I had Thanksgiving dinner with a group of close friends. Two of the evening's conversations, when balanced against each other, made me sit up and think, "I need to call out my friends on this." Let me explain.The first conversation took place early in the evening. All those around the table are athletic and older than 45. Nearly everyone at the table was railing against the driving habits of Bend drivers. "They make cycling (bike riding) on Central Oregon streets dangerous. The drivers are playing with their radios or cell phones, drinking a cup of coffee, or something or other, but just not watching the road." That was the tone of the conversation. Bad drivers. Drivers breaking the law and endangering us cyclists.

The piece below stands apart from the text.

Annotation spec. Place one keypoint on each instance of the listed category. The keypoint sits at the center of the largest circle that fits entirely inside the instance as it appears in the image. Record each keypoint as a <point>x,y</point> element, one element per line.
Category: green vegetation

Later that evening, the conversation came back to driving. This time it was my friends at the table discussing their driving habits. One person at the table was "bragging" about how he usually gets by with driving 80 mph or so down Highway 97 with his radar detector on. But recently he had gotten a ticket and had to go to driving school for a Saturday. A couple of others in the group also owned up to being "speed demons" on the highways.
Friends, I am calling you out. You cannot have it both ways - expect others to obey the driving laws of this state when it benefits you (riding your bike), but then break similar driving laws when you feel like it (speeding). This just doesn't wash. If you want other drivers to be responsible and courteous, I suggest you start with yourselves - obey the speed limit. When you pass a driver on the snowy roads up to Mt. Bachelor doing 60 mph, you are scaring the hell out of some of the drivers you pass. They don't deserve that and you don't deserve to be nearly run off the road when on your bike.
Why don't we all try to be better drivers, but to my friends at the Thanksgiving dinner table, I suggest that you start with yourselves. Be a leader, not a hypocrite.
(To my friends, don't take this with animosity, but somebody really had to call you out. :) And ... I would want you to do the same with me.)